Avro-dolar paritesinin durumu bize neler söylüyor?

Avro, yirmi yıldır hiç olmadığı kadar düştü. Bu hafta neredeyse bir ABD doları seviyesine geriledi. Ekonomistler, para birimindeki düşüşü Ukrayna savaşının etkileri ve enflasyonla mücadeleyle gerekçelendiriyor. Yorumcular, gelişmeyi farklı açılardan değerlendiriyor.

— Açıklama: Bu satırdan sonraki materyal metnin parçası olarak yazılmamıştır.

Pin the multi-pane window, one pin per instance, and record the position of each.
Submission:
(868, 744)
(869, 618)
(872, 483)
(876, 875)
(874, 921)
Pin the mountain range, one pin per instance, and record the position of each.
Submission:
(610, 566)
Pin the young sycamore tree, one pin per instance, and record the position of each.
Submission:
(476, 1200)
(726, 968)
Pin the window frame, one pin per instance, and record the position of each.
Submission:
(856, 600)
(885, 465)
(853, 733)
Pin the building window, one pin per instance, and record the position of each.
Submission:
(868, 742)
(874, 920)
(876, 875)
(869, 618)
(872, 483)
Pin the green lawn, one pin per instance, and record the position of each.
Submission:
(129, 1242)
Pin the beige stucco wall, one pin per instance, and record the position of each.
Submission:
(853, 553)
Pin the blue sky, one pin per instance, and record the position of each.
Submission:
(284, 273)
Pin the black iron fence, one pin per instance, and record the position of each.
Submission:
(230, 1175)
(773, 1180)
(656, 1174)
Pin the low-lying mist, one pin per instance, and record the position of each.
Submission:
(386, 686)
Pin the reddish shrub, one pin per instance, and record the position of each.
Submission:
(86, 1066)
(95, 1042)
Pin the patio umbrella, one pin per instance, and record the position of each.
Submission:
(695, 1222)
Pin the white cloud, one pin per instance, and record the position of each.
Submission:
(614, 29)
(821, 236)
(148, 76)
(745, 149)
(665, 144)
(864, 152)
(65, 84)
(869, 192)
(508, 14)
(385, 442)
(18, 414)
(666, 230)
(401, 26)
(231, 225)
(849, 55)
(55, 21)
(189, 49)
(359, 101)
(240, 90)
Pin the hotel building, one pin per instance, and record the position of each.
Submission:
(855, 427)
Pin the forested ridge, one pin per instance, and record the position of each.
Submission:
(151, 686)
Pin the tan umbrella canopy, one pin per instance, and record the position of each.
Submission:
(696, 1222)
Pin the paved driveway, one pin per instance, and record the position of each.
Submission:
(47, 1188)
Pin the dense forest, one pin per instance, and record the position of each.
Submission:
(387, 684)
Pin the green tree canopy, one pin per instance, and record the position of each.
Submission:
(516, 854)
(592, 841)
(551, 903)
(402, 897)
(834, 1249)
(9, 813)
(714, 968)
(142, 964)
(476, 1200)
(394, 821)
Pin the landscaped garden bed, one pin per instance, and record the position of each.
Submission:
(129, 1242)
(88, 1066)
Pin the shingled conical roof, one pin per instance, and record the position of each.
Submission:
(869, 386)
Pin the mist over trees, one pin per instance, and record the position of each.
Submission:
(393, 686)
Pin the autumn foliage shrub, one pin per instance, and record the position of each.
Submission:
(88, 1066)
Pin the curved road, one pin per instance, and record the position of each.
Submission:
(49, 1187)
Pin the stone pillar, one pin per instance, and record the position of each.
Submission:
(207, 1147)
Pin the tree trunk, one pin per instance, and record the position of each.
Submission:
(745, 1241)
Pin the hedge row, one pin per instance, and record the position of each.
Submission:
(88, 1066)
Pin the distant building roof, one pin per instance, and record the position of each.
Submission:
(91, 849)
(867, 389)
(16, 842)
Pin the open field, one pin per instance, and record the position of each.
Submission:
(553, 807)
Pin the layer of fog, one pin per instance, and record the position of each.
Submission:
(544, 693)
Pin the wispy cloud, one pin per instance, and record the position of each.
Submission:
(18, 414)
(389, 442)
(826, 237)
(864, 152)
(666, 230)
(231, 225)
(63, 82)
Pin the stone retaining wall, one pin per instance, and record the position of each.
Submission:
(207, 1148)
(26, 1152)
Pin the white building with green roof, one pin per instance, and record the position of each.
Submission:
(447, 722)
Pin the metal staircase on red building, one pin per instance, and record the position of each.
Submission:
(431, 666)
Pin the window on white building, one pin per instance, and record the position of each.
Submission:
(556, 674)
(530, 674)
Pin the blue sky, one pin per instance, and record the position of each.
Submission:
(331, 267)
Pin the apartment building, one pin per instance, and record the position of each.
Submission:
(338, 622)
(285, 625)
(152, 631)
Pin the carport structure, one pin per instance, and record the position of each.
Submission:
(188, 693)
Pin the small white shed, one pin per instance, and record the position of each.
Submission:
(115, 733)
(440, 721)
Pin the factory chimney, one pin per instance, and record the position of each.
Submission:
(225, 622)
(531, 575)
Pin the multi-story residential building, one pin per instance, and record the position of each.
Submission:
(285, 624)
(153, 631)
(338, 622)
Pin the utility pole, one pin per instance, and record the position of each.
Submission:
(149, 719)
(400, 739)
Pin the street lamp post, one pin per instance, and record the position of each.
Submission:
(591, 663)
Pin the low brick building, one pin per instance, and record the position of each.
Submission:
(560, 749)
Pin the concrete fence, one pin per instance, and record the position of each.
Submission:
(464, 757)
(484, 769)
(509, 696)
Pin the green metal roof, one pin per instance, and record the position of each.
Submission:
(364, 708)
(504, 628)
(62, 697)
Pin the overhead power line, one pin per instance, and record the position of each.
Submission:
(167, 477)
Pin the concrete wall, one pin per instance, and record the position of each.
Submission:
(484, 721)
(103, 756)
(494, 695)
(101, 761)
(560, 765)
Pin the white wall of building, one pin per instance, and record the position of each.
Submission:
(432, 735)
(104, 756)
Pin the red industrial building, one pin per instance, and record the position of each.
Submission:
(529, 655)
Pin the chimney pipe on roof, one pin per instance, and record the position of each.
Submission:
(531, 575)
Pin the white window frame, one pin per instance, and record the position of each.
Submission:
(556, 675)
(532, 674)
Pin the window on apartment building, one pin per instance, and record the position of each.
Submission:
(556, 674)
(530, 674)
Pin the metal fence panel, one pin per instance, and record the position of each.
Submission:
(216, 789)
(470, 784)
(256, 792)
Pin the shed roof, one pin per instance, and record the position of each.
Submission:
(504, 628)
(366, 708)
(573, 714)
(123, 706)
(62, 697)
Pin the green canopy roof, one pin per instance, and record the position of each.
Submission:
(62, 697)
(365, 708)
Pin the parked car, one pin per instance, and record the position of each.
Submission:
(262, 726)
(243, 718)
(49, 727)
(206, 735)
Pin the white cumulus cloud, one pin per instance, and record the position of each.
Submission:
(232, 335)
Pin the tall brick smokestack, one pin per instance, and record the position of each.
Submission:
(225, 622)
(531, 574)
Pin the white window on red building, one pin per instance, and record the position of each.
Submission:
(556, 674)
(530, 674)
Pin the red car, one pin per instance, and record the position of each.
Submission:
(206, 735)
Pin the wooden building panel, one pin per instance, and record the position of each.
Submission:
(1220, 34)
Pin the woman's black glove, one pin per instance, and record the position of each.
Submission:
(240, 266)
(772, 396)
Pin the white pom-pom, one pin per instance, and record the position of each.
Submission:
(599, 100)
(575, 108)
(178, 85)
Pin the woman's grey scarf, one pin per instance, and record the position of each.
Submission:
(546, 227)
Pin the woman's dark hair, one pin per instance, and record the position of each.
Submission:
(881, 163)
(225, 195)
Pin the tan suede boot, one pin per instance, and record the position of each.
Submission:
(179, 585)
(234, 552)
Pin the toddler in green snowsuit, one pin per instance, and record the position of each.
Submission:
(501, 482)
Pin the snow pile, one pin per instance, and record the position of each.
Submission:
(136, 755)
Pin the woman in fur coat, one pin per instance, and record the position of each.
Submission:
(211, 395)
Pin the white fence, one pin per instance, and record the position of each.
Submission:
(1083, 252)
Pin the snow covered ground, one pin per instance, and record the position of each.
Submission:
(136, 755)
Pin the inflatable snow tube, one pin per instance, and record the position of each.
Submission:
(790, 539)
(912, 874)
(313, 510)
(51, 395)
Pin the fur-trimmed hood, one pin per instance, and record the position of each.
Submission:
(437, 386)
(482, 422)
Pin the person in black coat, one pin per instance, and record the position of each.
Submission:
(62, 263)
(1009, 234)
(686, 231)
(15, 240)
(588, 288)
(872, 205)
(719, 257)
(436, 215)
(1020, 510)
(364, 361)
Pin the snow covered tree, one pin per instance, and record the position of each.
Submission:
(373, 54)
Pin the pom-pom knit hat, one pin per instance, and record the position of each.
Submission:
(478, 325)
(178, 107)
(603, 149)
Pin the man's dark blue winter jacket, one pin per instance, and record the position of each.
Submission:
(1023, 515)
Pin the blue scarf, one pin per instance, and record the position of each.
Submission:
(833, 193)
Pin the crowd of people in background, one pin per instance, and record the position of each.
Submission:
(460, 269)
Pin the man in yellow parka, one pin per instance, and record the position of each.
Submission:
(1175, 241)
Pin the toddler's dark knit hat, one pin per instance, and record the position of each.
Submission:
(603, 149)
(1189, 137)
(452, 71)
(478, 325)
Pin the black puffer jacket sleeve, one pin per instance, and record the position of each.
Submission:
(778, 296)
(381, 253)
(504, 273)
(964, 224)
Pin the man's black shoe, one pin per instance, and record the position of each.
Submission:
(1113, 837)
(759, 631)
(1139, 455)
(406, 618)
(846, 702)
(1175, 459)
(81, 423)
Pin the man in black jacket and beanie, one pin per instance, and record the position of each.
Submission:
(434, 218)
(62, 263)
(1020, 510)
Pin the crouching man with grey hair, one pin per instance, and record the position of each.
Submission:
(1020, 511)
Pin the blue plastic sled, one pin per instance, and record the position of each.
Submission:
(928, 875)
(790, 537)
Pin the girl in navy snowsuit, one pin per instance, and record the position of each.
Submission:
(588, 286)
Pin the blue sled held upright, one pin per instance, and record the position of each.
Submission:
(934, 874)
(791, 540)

Tüm alıntıları göster/kapat
Denník N (SK) /

Dip noktaya henüz ulaşılmadı

Denník N, avronun dolar karşısında yaşadığı belirgin düşüşün devam edeceğini ve bire bir barajının da aşılacağına inanıyor:

“Birincisi, ABD’de faizler avro bölgesine kıyasla daha hızlı ve daha yüksek artacak. İkincisi, artan faizler İtalya, Yunanistan ve İspanya gibi ağır borç yükü altındaki ülkelerin borç ödeme maliyetini artıracak. Üçüncüsü, yüksek ithal enerji fiyatları, avro bölgesindeki ödemeler dengesini ABD’dekinden daha fazla etkileyecek. Son olarak, Ukrayna’daki savaş, avro bölgesi ekonomisini Amerikan ekonomisinden çok daha fazla vuracak. ABD ekonomisinin petrol arama ya da silah imalatı gibi kimi sektörleri, bu savaştan bile kâr edecek.”

Berlingske (DK) /

ECB yetkisini aşıyor

Berlingske, Merkez Bankası İtalya’daki devlet tahvillerini devralmaya niyetleniyorsa, istikrarı sağlama konusunda yanlış yolda, diyor:

“En fazla endişe uyandırması gereken mesele, ECB’nin artık yalnızca enflasyonu kontrol altına alma sorumluluğunu üstlenmekle kalmayıp, avro bölgesinin mali politikasından da sorumlu olmasıdır. Bu da ECB’nin stabil ve düşük enflasyonu güvenceye alma görevinde riskli bir yön değişikliği anlamına geliyor. ... Sorun şu ki, piyasalar İtalya’nın mali politikasına yönelik güvenlerini kaybederse, Lagarde ve ECB, İtalya’nın başarısızlıktan ötürü ECB’yi suçlamasının önünü açmış olacak.”

Trends-Tendances (BE) /

Resesyon korkusu fiyatları düşürüyor

Köşe yazarı Amid Faljaoui, Trends-Tendances’da avrodaki düşüşün olumlu yanlarının da olduğunu yazıyor:

“Avronun dolar karşısında 20 yılın en düşük seviyesini görmesiyle birlikte, Avrupa’da ve hatta ABD’de resesyon korkuları büyüyor. Bunun sonucunda, talepte azalma beklendiğinden hammadde fiyatları düşüyor. Petrolün fiyatı bile düşüyor. Yatırımcılar, konjonktürel zayıflık dolayısıyla enflasyonun nihayet gerileyeceğini düşündüğünden, uzun vadeli faizler de düşüyor. Bu ekonomik yavaşlama, borsa yatırımcılarının yüzünü yeniden güldürüyor. Çünkü enflasyonda orta vadede gerçekleşecek bir gerileme, faizlerin de düşeceği anlamına geliyor.”